One of the projects I’ve been working on recently at work is adapting legacy Java application to fit into a modern, dynamic, parallelized framework. Legacy design aside, we chose this application for a few reasons:
- it’s open source and mature;
- the primary maintainer is easy to communicate with;
- it has a well-established academic basis.
Even with this, I don’t believe that this last would have been enough if the first and second weren’t true; even with the most rigorously established tenents, a project based in solid academia can still falter when pushed to its limits in a production system.
As with many established legacy Java projects, this one was written before modularity entered the province of the professional programmer. This one happens to be a gigantic monolith of Java code that attempts to provide everything from a secure authentication system, to a GUI for editing the data, all with an api interface. As such, it’s been a challenge in some cases to incorporate it as an internal component to a broader system, and even more so to integrate it as a redundant component (it’s designed to be a single, running, monolith, an adorable trait from the pre-EC2 days).
As we’ve worked with the system, we’ve found a few patterns helpful:
- Creating an API wrapper: putting a thin API in front of the main engine has done a huge amount to make this system work for us. The API layer can compensate for some of the more annoying features (ie the auth system, which is cumbersome in our fully private system), and it provides a place to standardize access to the system.
- Hooks to reflect the system’s internal state changes to other components: we were lucky that this particular system has some support to allow for event hooks. We’ve take this ability and combined it with a publishing mechanism – in our case, a Kafka queue that acts as an RPC stream (more on this in a later post), which, combined with our standardized API interface, has allowed us to offload complex computations to an external system (see my post on Samza and JRuby), and then push the data back into the system.
- Database roles, row-level security, and configuring the database at startup to use this role (thank you PostgreSQL): this idea isn’t as clear-cut as the previous two, but it so happens that, given that this system is written to behave as though it is the only system in the universe and have sole access to its database, if we were to scale it up to work in parallel (and we are considering the magnitude of 1000’s of parallel instances here), creating a new database for each of these would be a nightmare. Thankfully, PostgreSQL provides the notion of role-based, row-level security, which allows a single database to provided isolated access to many different users based on permissions. While the ability to use this will vary, if possible, this can be a great boon when dealing with many hundreds of instances that don’t understand how to share amongst themselves.

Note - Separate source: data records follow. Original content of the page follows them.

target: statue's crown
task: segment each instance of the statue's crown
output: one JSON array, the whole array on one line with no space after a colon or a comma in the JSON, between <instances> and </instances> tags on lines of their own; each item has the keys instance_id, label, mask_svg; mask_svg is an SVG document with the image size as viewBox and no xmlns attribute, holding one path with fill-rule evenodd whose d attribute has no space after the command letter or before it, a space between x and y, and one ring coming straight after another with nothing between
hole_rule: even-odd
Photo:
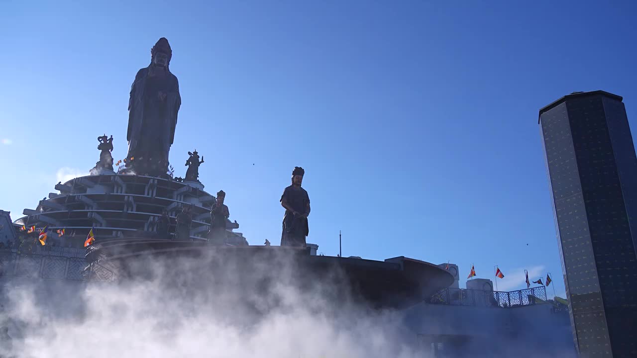
<instances>
[{"instance_id":1,"label":"statue's crown","mask_svg":"<svg viewBox=\"0 0 637 358\"><path fill-rule=\"evenodd\" d=\"M300 166L296 166L294 167L294 170L292 171L292 175L300 175L303 176L303 175L305 175L305 171L303 170L303 168Z\"/></svg>"},{"instance_id":2,"label":"statue's crown","mask_svg":"<svg viewBox=\"0 0 637 358\"><path fill-rule=\"evenodd\" d=\"M170 62L170 59L173 57L173 50L170 48L170 44L168 43L168 40L166 38L159 39L155 46L150 49L151 57L154 56L155 54L157 52L163 52L168 55L168 62Z\"/></svg>"}]
</instances>

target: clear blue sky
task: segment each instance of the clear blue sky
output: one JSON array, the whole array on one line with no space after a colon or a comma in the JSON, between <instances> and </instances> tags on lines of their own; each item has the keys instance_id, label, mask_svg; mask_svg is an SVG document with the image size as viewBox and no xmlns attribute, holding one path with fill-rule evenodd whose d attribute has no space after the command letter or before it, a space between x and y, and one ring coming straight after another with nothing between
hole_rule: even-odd
<instances>
[{"instance_id":1,"label":"clear blue sky","mask_svg":"<svg viewBox=\"0 0 637 358\"><path fill-rule=\"evenodd\" d=\"M302 166L320 252L342 229L345 255L450 260L463 276L497 264L508 289L550 271L563 292L538 111L603 89L637 128L634 2L134 3L0 4L0 208L14 220L88 172L98 135L125 155L130 86L162 36L183 100L176 173L196 148L255 245L278 243Z\"/></svg>"}]
</instances>

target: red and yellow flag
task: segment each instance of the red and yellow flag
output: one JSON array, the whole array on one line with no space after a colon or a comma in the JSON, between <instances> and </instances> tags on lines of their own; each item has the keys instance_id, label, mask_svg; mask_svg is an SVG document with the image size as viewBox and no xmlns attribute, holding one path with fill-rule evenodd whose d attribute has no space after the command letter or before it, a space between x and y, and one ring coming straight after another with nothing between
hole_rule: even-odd
<instances>
[{"instance_id":1,"label":"red and yellow flag","mask_svg":"<svg viewBox=\"0 0 637 358\"><path fill-rule=\"evenodd\" d=\"M42 246L44 246L45 243L46 243L48 231L48 226L46 225L45 226L44 229L43 229L42 231L40 231L39 236L38 237L38 240L39 240L40 243L42 244Z\"/></svg>"},{"instance_id":2,"label":"red and yellow flag","mask_svg":"<svg viewBox=\"0 0 637 358\"><path fill-rule=\"evenodd\" d=\"M505 278L505 274L502 273L502 271L500 271L500 268L497 268L497 269L496 270L496 276L498 278Z\"/></svg>"},{"instance_id":3,"label":"red and yellow flag","mask_svg":"<svg viewBox=\"0 0 637 358\"><path fill-rule=\"evenodd\" d=\"M93 228L90 228L90 231L89 231L89 236L86 237L86 240L84 241L84 247L87 247L93 245L93 241L95 241L95 235L93 234Z\"/></svg>"},{"instance_id":4,"label":"red and yellow flag","mask_svg":"<svg viewBox=\"0 0 637 358\"><path fill-rule=\"evenodd\" d=\"M469 276L467 276L467 278L471 278L471 277L473 277L475 275L476 275L476 269L475 267L473 267L473 265L471 265L471 271L469 273Z\"/></svg>"}]
</instances>

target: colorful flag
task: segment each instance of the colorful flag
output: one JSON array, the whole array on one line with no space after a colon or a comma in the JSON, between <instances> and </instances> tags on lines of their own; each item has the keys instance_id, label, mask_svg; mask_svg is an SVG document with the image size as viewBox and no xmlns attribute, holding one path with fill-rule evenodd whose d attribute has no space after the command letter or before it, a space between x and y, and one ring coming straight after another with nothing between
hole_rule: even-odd
<instances>
[{"instance_id":1,"label":"colorful flag","mask_svg":"<svg viewBox=\"0 0 637 358\"><path fill-rule=\"evenodd\" d=\"M93 245L94 241L95 236L93 234L93 228L91 227L90 231L89 231L89 236L86 237L86 241L84 241L84 247Z\"/></svg>"},{"instance_id":2,"label":"colorful flag","mask_svg":"<svg viewBox=\"0 0 637 358\"><path fill-rule=\"evenodd\" d=\"M497 269L496 270L496 276L499 278L505 278L505 274L502 273L502 271L500 271L500 268L497 268Z\"/></svg>"},{"instance_id":3,"label":"colorful flag","mask_svg":"<svg viewBox=\"0 0 637 358\"><path fill-rule=\"evenodd\" d=\"M476 269L475 267L473 267L473 265L471 265L471 271L469 273L469 276L467 276L467 278L471 278L471 277L473 277L475 275L476 275Z\"/></svg>"},{"instance_id":4,"label":"colorful flag","mask_svg":"<svg viewBox=\"0 0 637 358\"><path fill-rule=\"evenodd\" d=\"M47 241L47 231L48 231L48 226L45 225L44 229L43 229L42 231L40 231L39 236L38 237L38 240L39 240L40 243L42 244L42 246L44 246L44 244Z\"/></svg>"}]
</instances>

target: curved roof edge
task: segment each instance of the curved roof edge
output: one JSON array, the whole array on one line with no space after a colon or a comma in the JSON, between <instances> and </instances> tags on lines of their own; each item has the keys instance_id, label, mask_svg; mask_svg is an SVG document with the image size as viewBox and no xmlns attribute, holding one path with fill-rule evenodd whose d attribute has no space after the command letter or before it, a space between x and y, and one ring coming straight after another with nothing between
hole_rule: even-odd
<instances>
[{"instance_id":1,"label":"curved roof edge","mask_svg":"<svg viewBox=\"0 0 637 358\"><path fill-rule=\"evenodd\" d=\"M547 111L548 111L549 110L552 109L554 107L557 106L566 99L570 99L571 98L575 98L578 97L587 97L589 96L596 96L598 94L601 94L603 96L606 96L606 97L610 97L613 99L617 99L620 102L621 102L622 100L624 99L624 98L621 96L613 94L612 93L610 93L606 92L605 90L592 90L590 92L574 92L570 94L567 94L566 96L562 97L561 98L557 99L557 101L552 102L550 104L548 104L540 108L540 114L538 116L538 124L540 124L540 117L542 115L542 113L543 113Z\"/></svg>"}]
</instances>

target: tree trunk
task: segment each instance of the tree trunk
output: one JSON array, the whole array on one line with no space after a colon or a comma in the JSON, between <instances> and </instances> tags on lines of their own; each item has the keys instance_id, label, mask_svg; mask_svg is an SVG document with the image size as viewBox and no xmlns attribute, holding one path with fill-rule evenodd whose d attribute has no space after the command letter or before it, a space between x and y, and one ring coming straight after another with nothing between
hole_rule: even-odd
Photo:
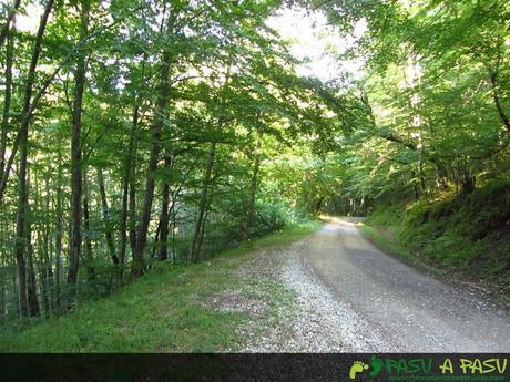
<instances>
[{"instance_id":1,"label":"tree trunk","mask_svg":"<svg viewBox=\"0 0 510 382\"><path fill-rule=\"evenodd\" d=\"M21 0L14 0L14 3L12 4L11 9L9 10L6 22L2 25L2 29L0 30L0 48L3 45L3 41L6 41L6 38L9 35L9 27L11 24L12 19L14 19L16 12L18 11L18 8L20 8Z\"/></svg>"},{"instance_id":2,"label":"tree trunk","mask_svg":"<svg viewBox=\"0 0 510 382\"><path fill-rule=\"evenodd\" d=\"M130 242L131 252L134 251L136 244L136 230L134 229L134 211L135 206L135 182L134 182L134 155L136 151L136 130L139 125L139 104L135 100L135 106L133 112L133 123L131 125L130 144L128 148L128 155L124 164L124 177L122 179L122 213L120 223L120 249L119 249L119 261L121 265L125 264L125 251L128 247L128 211L130 211ZM124 270L121 268L119 272L120 282L123 282Z\"/></svg>"},{"instance_id":3,"label":"tree trunk","mask_svg":"<svg viewBox=\"0 0 510 382\"><path fill-rule=\"evenodd\" d=\"M62 156L59 152L59 172L57 174L57 205L55 205L55 279L54 279L54 303L58 309L60 309L61 303L61 291L60 282L62 276Z\"/></svg>"},{"instance_id":4,"label":"tree trunk","mask_svg":"<svg viewBox=\"0 0 510 382\"><path fill-rule=\"evenodd\" d=\"M165 155L165 167L171 167L171 158ZM169 205L170 205L170 184L164 180L163 184L163 197L161 200L161 216L160 216L160 260L166 260L169 258Z\"/></svg>"},{"instance_id":5,"label":"tree trunk","mask_svg":"<svg viewBox=\"0 0 510 382\"><path fill-rule=\"evenodd\" d=\"M80 37L84 38L89 29L90 0L81 1L81 31ZM71 138L71 248L69 256L68 283L70 296L75 292L78 281L78 268L81 254L81 197L82 197L82 147L81 147L81 115L83 104L83 92L85 87L86 52L80 51L76 58L74 71L74 100L72 105L72 138Z\"/></svg>"},{"instance_id":6,"label":"tree trunk","mask_svg":"<svg viewBox=\"0 0 510 382\"><path fill-rule=\"evenodd\" d=\"M90 208L89 208L89 180L86 168L83 171L83 228L85 229L85 259L86 259L86 278L89 281L95 279L94 258L92 252L91 227L90 227Z\"/></svg>"},{"instance_id":7,"label":"tree trunk","mask_svg":"<svg viewBox=\"0 0 510 382\"><path fill-rule=\"evenodd\" d=\"M12 96L13 51L14 51L14 38L12 33L9 33L8 41L7 41L7 52L6 52L6 84L4 84L6 90L3 92L3 114L2 114L2 126L1 126L1 133L0 133L0 179L3 179L3 172L6 169L6 149L7 149L8 133L9 133L9 118L10 118L11 96Z\"/></svg>"},{"instance_id":8,"label":"tree trunk","mask_svg":"<svg viewBox=\"0 0 510 382\"><path fill-rule=\"evenodd\" d=\"M24 101L23 101L23 118L20 126L20 165L18 171L18 215L17 215L17 228L16 228L16 259L18 264L19 272L19 296L20 296L20 313L21 317L29 314L29 306L27 298L27 267L26 267L26 252L28 249L28 185L27 185L27 168L28 168L28 138L29 138L29 123L30 123L30 103L32 99L33 85L35 82L35 69L38 65L39 56L41 54L42 35L44 34L48 18L50 17L51 9L53 7L53 0L49 0L44 8L44 12L41 16L39 23L35 42L33 44L32 58L30 61L27 84L24 89Z\"/></svg>"},{"instance_id":9,"label":"tree trunk","mask_svg":"<svg viewBox=\"0 0 510 382\"><path fill-rule=\"evenodd\" d=\"M252 173L252 182L249 185L249 199L248 199L248 208L246 211L246 223L244 227L243 237L245 240L249 238L249 233L253 226L253 217L255 215L255 200L257 196L257 187L258 187L258 169L261 166L261 137L257 138L257 143L255 145L254 151L254 161L253 161L253 173Z\"/></svg>"},{"instance_id":10,"label":"tree trunk","mask_svg":"<svg viewBox=\"0 0 510 382\"><path fill-rule=\"evenodd\" d=\"M104 221L104 236L106 237L106 246L110 252L113 265L119 264L119 257L115 254L115 244L113 240L113 229L112 229L112 218L110 216L110 208L108 207L106 199L106 188L104 187L104 177L103 171L101 167L98 167L98 184L99 184L99 194L101 197L101 206L103 211L103 221Z\"/></svg>"},{"instance_id":11,"label":"tree trunk","mask_svg":"<svg viewBox=\"0 0 510 382\"><path fill-rule=\"evenodd\" d=\"M204 217L205 211L208 205L208 190L211 187L211 178L213 174L214 167L214 157L216 155L216 142L211 143L211 149L208 152L208 159L207 166L205 168L204 179L202 182L202 195L200 198L198 204L198 215L196 216L196 224L195 224L195 233L193 235L193 241L191 246L191 260L192 262L198 261L200 258L200 250L201 250L201 242L203 237L203 229L204 229Z\"/></svg>"},{"instance_id":12,"label":"tree trunk","mask_svg":"<svg viewBox=\"0 0 510 382\"><path fill-rule=\"evenodd\" d=\"M157 106L155 109L154 124L152 128L152 147L151 156L149 159L145 198L143 203L142 218L136 235L136 246L133 254L133 264L131 267L131 276L140 277L143 275L143 254L147 240L149 224L151 221L152 202L154 198L154 172L157 168L157 161L161 151L161 132L166 118L166 107L170 101L170 61L171 54L169 51L163 52L162 69L161 69L161 83L157 99Z\"/></svg>"}]
</instances>

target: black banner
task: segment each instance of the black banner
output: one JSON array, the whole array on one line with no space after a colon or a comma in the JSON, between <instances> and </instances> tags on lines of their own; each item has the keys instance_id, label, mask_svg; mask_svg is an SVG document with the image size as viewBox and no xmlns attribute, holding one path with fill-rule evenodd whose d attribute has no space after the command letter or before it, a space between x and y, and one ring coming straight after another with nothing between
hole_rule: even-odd
<instances>
[{"instance_id":1,"label":"black banner","mask_svg":"<svg viewBox=\"0 0 510 382\"><path fill-rule=\"evenodd\" d=\"M510 382L510 354L1 354L0 381Z\"/></svg>"}]
</instances>

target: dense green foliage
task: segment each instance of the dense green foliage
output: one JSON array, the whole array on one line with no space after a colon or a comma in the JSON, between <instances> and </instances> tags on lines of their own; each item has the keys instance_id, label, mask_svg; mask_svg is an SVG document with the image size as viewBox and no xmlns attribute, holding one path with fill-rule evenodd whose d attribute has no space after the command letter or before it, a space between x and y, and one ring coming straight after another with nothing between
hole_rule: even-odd
<instances>
[{"instance_id":1,"label":"dense green foliage","mask_svg":"<svg viewBox=\"0 0 510 382\"><path fill-rule=\"evenodd\" d=\"M509 182L491 183L467 197L382 204L367 219L366 229L376 242L411 264L484 280L501 287L504 296L510 290L509 203Z\"/></svg>"},{"instance_id":2,"label":"dense green foliage","mask_svg":"<svg viewBox=\"0 0 510 382\"><path fill-rule=\"evenodd\" d=\"M346 44L329 53L363 71L298 75L267 24L283 7L324 14ZM508 283L506 1L31 0L1 14L3 321L317 213L375 211L435 264Z\"/></svg>"},{"instance_id":3,"label":"dense green foliage","mask_svg":"<svg viewBox=\"0 0 510 382\"><path fill-rule=\"evenodd\" d=\"M276 281L246 278L239 267L256 255L251 248L285 245L318 227L316 223L302 224L244 244L211 261L191 266L159 264L150 277L109 298L86 301L75 312L28 328L21 323L10 328L2 333L0 351L235 351L243 341L236 329L246 324L249 316L217 311L211 298L227 291L258 293L268 308L258 320L267 324L282 303L290 303L292 292ZM21 329L24 330L20 333Z\"/></svg>"}]
</instances>

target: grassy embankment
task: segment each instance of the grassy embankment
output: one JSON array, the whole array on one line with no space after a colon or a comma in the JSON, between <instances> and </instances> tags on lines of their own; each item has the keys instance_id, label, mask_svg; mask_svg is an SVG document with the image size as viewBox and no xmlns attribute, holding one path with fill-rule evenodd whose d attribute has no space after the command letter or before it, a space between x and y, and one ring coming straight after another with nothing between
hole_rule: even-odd
<instances>
[{"instance_id":1,"label":"grassy embankment","mask_svg":"<svg viewBox=\"0 0 510 382\"><path fill-rule=\"evenodd\" d=\"M456 272L504 298L510 291L510 182L460 197L382 205L363 230L412 265Z\"/></svg>"},{"instance_id":2,"label":"grassy embankment","mask_svg":"<svg viewBox=\"0 0 510 382\"><path fill-rule=\"evenodd\" d=\"M75 311L41 322L20 323L0 335L2 352L211 352L236 350L235 329L248 313L214 310L205 302L224 290L242 289L236 271L255 249L295 241L314 230L312 221L245 242L206 261L190 266L159 264L142 279L106 298L86 301ZM274 282L262 298L276 311L288 291ZM264 320L264 318L263 318Z\"/></svg>"}]
</instances>

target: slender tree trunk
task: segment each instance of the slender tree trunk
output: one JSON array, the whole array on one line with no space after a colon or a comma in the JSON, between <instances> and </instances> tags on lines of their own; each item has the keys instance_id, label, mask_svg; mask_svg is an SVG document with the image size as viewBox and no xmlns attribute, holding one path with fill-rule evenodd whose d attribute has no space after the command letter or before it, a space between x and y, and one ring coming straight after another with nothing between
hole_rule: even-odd
<instances>
[{"instance_id":1,"label":"slender tree trunk","mask_svg":"<svg viewBox=\"0 0 510 382\"><path fill-rule=\"evenodd\" d=\"M81 1L81 32L84 38L89 29L90 0ZM83 92L85 89L86 52L81 51L76 59L74 71L74 101L72 105L72 138L71 138L71 252L69 256L68 283L70 296L75 292L74 286L78 281L78 268L81 254L81 197L82 197L82 147L81 147L81 115L83 104Z\"/></svg>"},{"instance_id":2,"label":"slender tree trunk","mask_svg":"<svg viewBox=\"0 0 510 382\"><path fill-rule=\"evenodd\" d=\"M254 161L253 161L253 173L252 173L252 182L249 185L249 199L248 199L248 208L246 211L246 224L244 227L244 239L247 240L249 238L249 233L253 226L253 218L255 215L255 200L257 196L257 187L258 187L258 169L261 167L261 137L257 138L257 143L254 151Z\"/></svg>"},{"instance_id":3,"label":"slender tree trunk","mask_svg":"<svg viewBox=\"0 0 510 382\"><path fill-rule=\"evenodd\" d=\"M30 178L30 174L27 173L27 178ZM27 188L29 188L29 180L27 180ZM35 184L35 192L38 190ZM38 286L35 280L35 271L33 267L33 245L32 245L32 223L30 206L27 206L28 218L26 221L27 229L27 297L29 302L29 314L30 317L37 317L40 313L39 300L38 300Z\"/></svg>"},{"instance_id":4,"label":"slender tree trunk","mask_svg":"<svg viewBox=\"0 0 510 382\"><path fill-rule=\"evenodd\" d=\"M9 35L9 27L14 19L16 12L18 11L18 8L20 8L21 0L14 0L14 3L9 10L9 13L7 14L6 22L2 25L2 29L0 30L0 48L3 45L3 42L6 41L6 38Z\"/></svg>"},{"instance_id":5,"label":"slender tree trunk","mask_svg":"<svg viewBox=\"0 0 510 382\"><path fill-rule=\"evenodd\" d=\"M30 234L29 234L30 235ZM38 300L38 286L35 280L35 271L33 267L33 246L30 242L30 238L28 239L28 249L27 249L27 257L28 257L28 300L29 300L29 312L30 317L37 317L40 314L39 308L39 300Z\"/></svg>"},{"instance_id":6,"label":"slender tree trunk","mask_svg":"<svg viewBox=\"0 0 510 382\"><path fill-rule=\"evenodd\" d=\"M61 275L62 275L62 156L59 152L59 171L57 175L57 205L55 205L55 279L54 279L54 303L60 309L61 302Z\"/></svg>"},{"instance_id":7,"label":"slender tree trunk","mask_svg":"<svg viewBox=\"0 0 510 382\"><path fill-rule=\"evenodd\" d=\"M51 9L53 7L53 0L49 0L44 8L44 12L41 16L39 23L35 42L33 44L32 58L30 61L27 84L24 87L24 101L23 101L23 118L20 126L20 165L18 171L18 216L17 216L17 228L16 228L16 259L18 262L19 272L19 296L20 296L20 312L22 317L29 314L29 306L27 298L27 267L26 267L26 252L28 249L28 185L27 185L27 168L28 168L28 137L29 137L29 123L30 123L30 103L32 99L33 85L35 82L35 69L38 65L39 56L41 54L42 35L44 34L48 18L50 17Z\"/></svg>"},{"instance_id":8,"label":"slender tree trunk","mask_svg":"<svg viewBox=\"0 0 510 382\"><path fill-rule=\"evenodd\" d=\"M3 92L3 114L2 114L2 126L0 133L0 179L3 179L3 172L6 169L6 149L7 138L9 133L9 120L11 110L11 96L12 96L12 61L14 51L14 38L12 33L9 33L7 41L6 52L6 90ZM0 180L1 182L1 180ZM1 197L0 197L1 198Z\"/></svg>"},{"instance_id":9,"label":"slender tree trunk","mask_svg":"<svg viewBox=\"0 0 510 382\"><path fill-rule=\"evenodd\" d=\"M142 218L136 235L136 247L133 254L133 264L131 267L132 277L140 277L143 275L143 254L147 240L149 224L151 221L152 202L154 198L154 172L157 168L157 161L161 151L161 132L166 118L166 107L170 101L170 61L171 54L169 51L163 52L162 69L161 69L161 83L157 106L155 109L154 124L152 128L152 147L151 156L147 166L147 177L145 185L145 198L143 203Z\"/></svg>"},{"instance_id":10,"label":"slender tree trunk","mask_svg":"<svg viewBox=\"0 0 510 382\"><path fill-rule=\"evenodd\" d=\"M489 70L489 80L492 87L492 100L494 101L494 106L498 112L499 120L501 121L501 124L504 126L504 128L507 128L507 131L510 133L510 121L507 113L504 113L499 96L498 69L496 71Z\"/></svg>"},{"instance_id":11,"label":"slender tree trunk","mask_svg":"<svg viewBox=\"0 0 510 382\"><path fill-rule=\"evenodd\" d=\"M83 228L85 236L85 259L86 259L86 278L89 281L95 279L94 258L92 252L91 227L90 227L90 208L89 208L89 179L86 168L83 171Z\"/></svg>"},{"instance_id":12,"label":"slender tree trunk","mask_svg":"<svg viewBox=\"0 0 510 382\"><path fill-rule=\"evenodd\" d=\"M165 167L171 167L171 158L169 154L165 155ZM161 216L160 216L160 260L169 258L169 205L170 205L170 184L167 180L163 184L163 197L161 200Z\"/></svg>"},{"instance_id":13,"label":"slender tree trunk","mask_svg":"<svg viewBox=\"0 0 510 382\"><path fill-rule=\"evenodd\" d=\"M98 184L99 184L99 194L101 197L101 206L103 211L103 221L104 221L104 236L106 238L106 246L110 252L112 262L116 266L119 264L119 257L115 254L115 244L113 240L113 229L112 229L112 218L110 216L110 208L108 206L106 199L106 188L104 187L104 176L101 167L98 167Z\"/></svg>"},{"instance_id":14,"label":"slender tree trunk","mask_svg":"<svg viewBox=\"0 0 510 382\"><path fill-rule=\"evenodd\" d=\"M145 58L142 69L142 80L145 78ZM136 155L136 131L139 128L139 97L135 96L133 122L131 124L130 144L128 147L128 155L124 164L124 177L122 179L122 213L120 223L120 247L119 247L119 261L121 265L125 264L125 251L128 247L128 214L130 215L130 244L131 252L134 252L136 245L136 229L135 229L135 155ZM120 282L124 279L124 269L121 268L119 272Z\"/></svg>"},{"instance_id":15,"label":"slender tree trunk","mask_svg":"<svg viewBox=\"0 0 510 382\"><path fill-rule=\"evenodd\" d=\"M208 152L207 158L207 166L205 168L204 179L202 182L202 194L198 203L198 214L196 216L195 223L195 233L193 235L193 241L191 246L191 260L192 262L198 261L200 258L200 250L201 250L201 242L203 237L203 229L204 229L204 217L208 205L208 192L211 187L211 179L213 174L214 167L214 158L216 155L216 142L211 143L211 148Z\"/></svg>"}]
</instances>

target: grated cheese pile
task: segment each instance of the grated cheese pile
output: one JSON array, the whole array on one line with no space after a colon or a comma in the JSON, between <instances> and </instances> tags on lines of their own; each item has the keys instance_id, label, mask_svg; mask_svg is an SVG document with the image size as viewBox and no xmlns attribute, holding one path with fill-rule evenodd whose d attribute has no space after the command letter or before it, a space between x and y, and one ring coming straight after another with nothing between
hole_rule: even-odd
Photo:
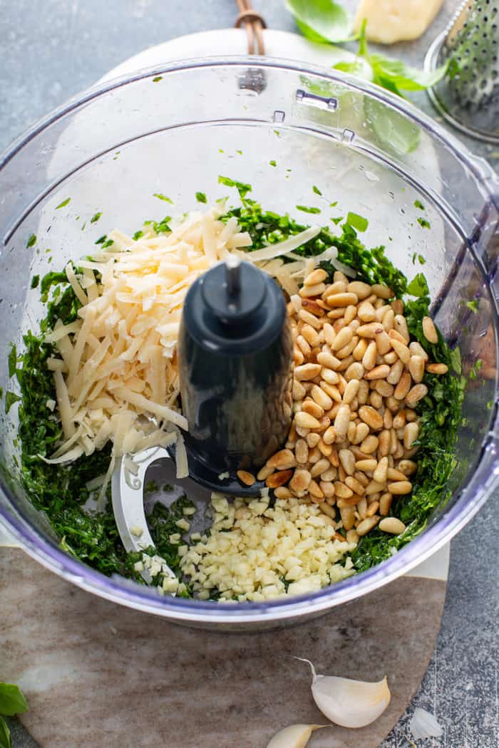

- Incorporate an external service for cross-system synchronization: also not as hard-and-fast as the first and second items, this can be of great use when trying to figure out when instance A should do what, and instance B is clear to follow. Since we’re already incorporating Apache Samza into our stack, we already have ZooKeeper available. ZooKeeper provides some great primitives – for instance, its notion of ephemeral nodes is a great help for publishing service availability (this is how Kafka does it).
We arrived at these principles after many months of slow integration. My feeling is that the first and second items are basically required when dealing with a legacy system like this; if you don’t have this basic flexibility, then everything else is going to be much harder.